Alain Julien Rudefoucauld
















D'emblée entraîné dans le sillage de Marco, Goliath de la banlieue bordelaise, le lecteur se trouve pris dans un tourbillon infernal où sombrent Malid, le lettré qui vend son corps, tout comme Manon, même si elle ne joue pas dans la même cour, Sylvie (elle a eu le tort de molester deux voyous qui voulaient apprendre la vie à sa petite sœur), Xavier le lecteur-voleur de bédés, et Thierry bousillé très tôt par des adoptifs (ils ne méritent pas le nom de parents) pervers. Leur route va se croiser là où les autorités tentent de les contrôler. Juges, éducs, flics, autant d'obstacles mis sur un chemin qu'ils n'ont pas anticipé, pris dans cette course folle, et dont les balises vont se définir entre survie et vengeance, dans un crescendo de haine et d'incompréhension., au cours d’une fuite éperdue et vaine.

Ce n'est pas une promenade de santé, âmes sensibles s'abstenir : la violence du langage est à la hauteur de la brutalité ou du désespoir des protagonistes, qu'ils soient du côté de la délinque ou des redresseurs de torts. Sans oublier le sexe aussi : assorti de fougue ou de violence, qu'il soit tarifé ou non. 

Quant à la langue : c'est Céline revisité par Audiard! Un rythme effréné, j'ai dû interrompre ça et là la lecture pour reprendre mon souffle! : 
"ah le mec, c'est un, un dindon, un, un, pintadeau! Un chapon! J'sais pas comment ils font les Vouvous pour travailler avec lui. Aux ordres il est. Le doigt sur la couture. Un pauvre type qu'arrête pas de faire chier l'éduc chef. Ce mec faut le dégraisser. Stage de balayage dans les foyers. Quarante jours, sans manger, à peine. Tous les directeurs,ils,devraient y passer. Tous. Ça rend humble. Comme nous."

C'est Malid qui donne le ton, il a beaucoup lu et beaucoup retenu, mais sur ce terrain, les autres ne sont pas à la ramasse. Les mots sont torturés, triturés, ré-inventés (le correcteur d'orthographe a dû péter un plomb), scandés avec l'énergie du désespoir et brandis comme des armes inutiles face à des cibles inaccessibles et vainement combattues.

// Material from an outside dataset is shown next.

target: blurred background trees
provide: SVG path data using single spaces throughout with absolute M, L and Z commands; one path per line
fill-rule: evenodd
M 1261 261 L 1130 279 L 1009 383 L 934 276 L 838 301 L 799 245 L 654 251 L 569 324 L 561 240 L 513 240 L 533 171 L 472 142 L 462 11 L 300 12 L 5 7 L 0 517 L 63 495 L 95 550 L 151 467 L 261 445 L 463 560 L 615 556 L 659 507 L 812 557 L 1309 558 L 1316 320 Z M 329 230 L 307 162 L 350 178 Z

L’auteur ne ménage personne, et l’on se prend une sacrée claque, pas de démagogie ni d’apitoiement, juste un constat d’une réalité sociale dérangeante, et dont les sources sont trop complexes pour y appliquer un contrepoison unique : les antidotes judiciaires ou éducatives sont autant de cautères sur une jambe de bois.
Et pourtant on se surprend à sourire! grâce à cette écriture riche et imagée : 

«on marche pas. On limace dépressif. Les escargots à côté de nous c’est Usain Bolt, et c’est pas les baggies qui nous causent l’effet, parce que les pantalons de taulards on les a pas, rien, tenus de marin à la con, et faut les laver en plus»
«C’est comme un film sur les graffitis en allemand, avec des sous-titres en sioux où ils parlent finlandais»
«Ils ont des tronches pas possibles les chameaux de près. Gueule prétentieuse. les dents en avant. L’air du fort en thème fier de son dico. Tout ce qui fait qu’on les tabasse.»
Ce roman a obtenu le prix France-Culture télérama, auquel participent des lecteurs.